What conditions are required for soft parts of an organism to become a fossil?
The process of a fossilisation, especially the preservation of soft parts, is a race against decay. When an organism dies, the cells begin a process of self-destruction. Chemicals called enzymes help recycle material within the cells of the living organism. However, when the organism dies, these enzymes go on the rampage and begin to break down the fabric of the cell – the organism literally begins to digest itself, a process called autolysis.
Scavengers and microbes– the recyclers
In addition to autolysis, the primary biological source of destruction for a dead organism is microbial decay. Dead organisms are a valuable nutrient resource and the activity of microbes recycles 90% or more of the organic matter in the environment (including dead organisms) before they are buried in the sediment. Scavenging organisms also contribute to the destruction of dead organisms. These feed on the flesh and in doing so, the hard parts may also be scattered, damaged or destroyed.

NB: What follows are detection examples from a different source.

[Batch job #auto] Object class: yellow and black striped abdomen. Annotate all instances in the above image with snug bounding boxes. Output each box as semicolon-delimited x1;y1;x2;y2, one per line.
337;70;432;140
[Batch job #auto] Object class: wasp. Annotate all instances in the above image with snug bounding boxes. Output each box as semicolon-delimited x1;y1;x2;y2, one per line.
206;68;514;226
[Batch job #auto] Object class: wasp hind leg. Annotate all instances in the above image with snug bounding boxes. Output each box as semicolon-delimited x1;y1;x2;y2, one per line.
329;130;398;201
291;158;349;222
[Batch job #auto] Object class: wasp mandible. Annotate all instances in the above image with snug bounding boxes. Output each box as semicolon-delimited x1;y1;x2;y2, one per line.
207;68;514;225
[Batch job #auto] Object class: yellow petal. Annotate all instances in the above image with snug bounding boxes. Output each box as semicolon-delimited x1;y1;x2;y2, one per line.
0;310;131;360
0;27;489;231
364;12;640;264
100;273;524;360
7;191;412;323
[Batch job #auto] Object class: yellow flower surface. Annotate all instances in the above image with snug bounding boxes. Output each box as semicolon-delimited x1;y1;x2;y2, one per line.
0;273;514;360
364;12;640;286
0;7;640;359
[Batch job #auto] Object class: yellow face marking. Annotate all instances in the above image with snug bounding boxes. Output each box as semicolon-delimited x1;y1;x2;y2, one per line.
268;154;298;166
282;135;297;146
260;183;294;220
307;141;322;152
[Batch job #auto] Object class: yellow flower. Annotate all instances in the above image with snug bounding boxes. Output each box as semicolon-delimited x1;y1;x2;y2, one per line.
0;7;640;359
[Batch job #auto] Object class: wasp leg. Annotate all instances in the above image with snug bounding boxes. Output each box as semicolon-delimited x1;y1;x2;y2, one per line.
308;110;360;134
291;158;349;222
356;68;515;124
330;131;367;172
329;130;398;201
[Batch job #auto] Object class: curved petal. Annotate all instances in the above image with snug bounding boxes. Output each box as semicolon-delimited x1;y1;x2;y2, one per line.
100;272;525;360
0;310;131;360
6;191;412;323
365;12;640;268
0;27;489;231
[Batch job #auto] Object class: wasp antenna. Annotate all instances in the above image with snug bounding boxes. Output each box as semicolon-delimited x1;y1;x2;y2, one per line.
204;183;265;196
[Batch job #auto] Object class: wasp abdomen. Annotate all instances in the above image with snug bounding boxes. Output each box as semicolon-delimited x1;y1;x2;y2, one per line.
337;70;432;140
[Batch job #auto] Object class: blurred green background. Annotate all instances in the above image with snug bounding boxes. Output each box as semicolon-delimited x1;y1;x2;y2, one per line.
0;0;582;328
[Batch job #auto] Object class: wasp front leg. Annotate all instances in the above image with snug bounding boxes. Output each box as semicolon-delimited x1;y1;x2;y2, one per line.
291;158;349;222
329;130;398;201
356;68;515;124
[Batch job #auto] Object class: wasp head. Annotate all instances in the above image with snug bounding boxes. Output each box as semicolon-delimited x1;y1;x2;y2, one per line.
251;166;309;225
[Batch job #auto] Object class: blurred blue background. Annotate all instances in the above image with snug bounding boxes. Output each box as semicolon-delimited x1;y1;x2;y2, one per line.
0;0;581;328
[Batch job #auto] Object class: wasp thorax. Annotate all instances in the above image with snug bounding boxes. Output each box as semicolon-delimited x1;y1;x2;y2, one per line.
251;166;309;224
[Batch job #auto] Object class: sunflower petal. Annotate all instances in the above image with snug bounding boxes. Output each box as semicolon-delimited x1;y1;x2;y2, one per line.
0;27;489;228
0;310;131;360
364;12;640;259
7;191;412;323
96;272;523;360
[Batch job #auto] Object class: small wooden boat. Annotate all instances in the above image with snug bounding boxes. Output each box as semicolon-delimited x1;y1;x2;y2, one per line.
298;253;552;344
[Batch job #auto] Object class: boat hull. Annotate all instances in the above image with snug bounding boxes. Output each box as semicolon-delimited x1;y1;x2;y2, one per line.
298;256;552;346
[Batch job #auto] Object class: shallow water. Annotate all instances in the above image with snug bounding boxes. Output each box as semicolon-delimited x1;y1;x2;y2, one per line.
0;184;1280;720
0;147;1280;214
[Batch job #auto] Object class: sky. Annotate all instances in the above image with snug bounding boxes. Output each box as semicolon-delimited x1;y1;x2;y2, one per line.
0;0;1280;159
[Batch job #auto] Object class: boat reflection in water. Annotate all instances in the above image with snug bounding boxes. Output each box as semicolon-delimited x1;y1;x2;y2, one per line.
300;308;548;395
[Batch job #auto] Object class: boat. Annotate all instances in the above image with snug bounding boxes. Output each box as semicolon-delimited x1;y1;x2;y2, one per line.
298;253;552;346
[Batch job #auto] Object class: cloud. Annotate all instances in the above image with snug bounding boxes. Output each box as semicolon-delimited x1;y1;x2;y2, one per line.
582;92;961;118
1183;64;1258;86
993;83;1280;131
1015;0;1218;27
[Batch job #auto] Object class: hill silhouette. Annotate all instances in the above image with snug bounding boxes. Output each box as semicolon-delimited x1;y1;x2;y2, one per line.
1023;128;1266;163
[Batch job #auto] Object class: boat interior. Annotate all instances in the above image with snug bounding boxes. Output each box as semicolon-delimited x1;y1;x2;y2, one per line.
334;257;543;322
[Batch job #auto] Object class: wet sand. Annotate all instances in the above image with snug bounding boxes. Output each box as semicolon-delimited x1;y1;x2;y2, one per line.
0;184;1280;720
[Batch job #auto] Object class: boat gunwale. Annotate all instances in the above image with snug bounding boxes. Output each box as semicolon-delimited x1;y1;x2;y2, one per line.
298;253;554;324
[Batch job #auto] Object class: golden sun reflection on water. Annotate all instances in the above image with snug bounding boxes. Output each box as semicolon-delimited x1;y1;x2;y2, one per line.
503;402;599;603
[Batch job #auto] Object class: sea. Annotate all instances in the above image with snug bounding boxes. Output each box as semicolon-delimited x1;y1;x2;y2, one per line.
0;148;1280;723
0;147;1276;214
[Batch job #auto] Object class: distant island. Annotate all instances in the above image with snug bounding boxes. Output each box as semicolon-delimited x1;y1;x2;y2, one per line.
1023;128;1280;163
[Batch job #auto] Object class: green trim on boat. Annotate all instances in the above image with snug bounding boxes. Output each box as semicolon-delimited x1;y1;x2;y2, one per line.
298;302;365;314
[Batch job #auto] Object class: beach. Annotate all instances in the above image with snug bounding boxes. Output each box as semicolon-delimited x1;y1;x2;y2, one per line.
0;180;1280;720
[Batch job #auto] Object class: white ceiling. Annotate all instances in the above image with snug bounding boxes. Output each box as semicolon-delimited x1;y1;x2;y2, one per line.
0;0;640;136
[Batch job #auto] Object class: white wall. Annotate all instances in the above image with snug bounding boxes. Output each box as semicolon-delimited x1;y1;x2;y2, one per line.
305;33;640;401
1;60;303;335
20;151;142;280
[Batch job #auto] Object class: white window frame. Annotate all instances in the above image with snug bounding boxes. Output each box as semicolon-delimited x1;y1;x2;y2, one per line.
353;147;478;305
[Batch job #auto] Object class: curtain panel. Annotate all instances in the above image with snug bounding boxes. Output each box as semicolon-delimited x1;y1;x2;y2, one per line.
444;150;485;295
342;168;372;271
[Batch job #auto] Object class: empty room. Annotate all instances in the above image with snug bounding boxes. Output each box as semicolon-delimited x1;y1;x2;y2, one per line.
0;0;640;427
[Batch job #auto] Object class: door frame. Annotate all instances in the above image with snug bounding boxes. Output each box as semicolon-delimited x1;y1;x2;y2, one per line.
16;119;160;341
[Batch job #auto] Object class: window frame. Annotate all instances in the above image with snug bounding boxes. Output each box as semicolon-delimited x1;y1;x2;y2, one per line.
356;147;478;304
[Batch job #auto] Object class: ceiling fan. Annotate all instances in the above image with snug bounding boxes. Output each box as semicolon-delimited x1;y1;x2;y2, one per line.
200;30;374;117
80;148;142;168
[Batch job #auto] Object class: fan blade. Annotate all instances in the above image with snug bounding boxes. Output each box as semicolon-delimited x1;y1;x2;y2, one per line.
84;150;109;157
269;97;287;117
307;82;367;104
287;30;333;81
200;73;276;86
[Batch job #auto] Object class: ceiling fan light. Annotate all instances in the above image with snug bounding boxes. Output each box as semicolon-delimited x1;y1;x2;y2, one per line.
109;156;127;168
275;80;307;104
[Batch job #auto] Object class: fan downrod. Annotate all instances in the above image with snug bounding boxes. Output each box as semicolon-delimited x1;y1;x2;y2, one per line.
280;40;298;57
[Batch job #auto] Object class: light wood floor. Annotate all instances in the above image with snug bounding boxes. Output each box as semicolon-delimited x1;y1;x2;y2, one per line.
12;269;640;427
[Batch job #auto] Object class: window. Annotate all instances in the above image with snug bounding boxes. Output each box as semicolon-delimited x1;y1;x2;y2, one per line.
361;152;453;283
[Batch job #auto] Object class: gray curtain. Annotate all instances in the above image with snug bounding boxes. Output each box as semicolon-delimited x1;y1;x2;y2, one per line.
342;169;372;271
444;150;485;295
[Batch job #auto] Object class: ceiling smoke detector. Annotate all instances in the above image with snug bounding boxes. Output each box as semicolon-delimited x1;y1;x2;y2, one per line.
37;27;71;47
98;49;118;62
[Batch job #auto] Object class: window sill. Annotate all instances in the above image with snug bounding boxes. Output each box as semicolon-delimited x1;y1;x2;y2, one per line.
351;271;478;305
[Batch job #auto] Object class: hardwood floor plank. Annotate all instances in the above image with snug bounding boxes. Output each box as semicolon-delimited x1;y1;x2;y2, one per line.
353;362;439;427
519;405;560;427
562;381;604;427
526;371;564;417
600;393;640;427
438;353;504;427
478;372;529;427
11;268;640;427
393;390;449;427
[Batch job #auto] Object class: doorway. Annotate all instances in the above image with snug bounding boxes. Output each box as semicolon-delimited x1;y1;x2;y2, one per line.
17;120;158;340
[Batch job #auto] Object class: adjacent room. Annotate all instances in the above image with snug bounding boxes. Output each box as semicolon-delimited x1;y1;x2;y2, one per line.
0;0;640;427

Physical damage can also destroy many biological remains. When an organism dies it may be transported, either by biological activity such as scavenging or trampling, or by physical factors such as waves, currents, tides, and wind. For dead organisms to become preserved there must be some special circumstances to reduce the degree of biological, chemical and physical activity, which usually destroys them. As will be explained later, these special circumstances range from early burial to lack of oxygen around the dead organism.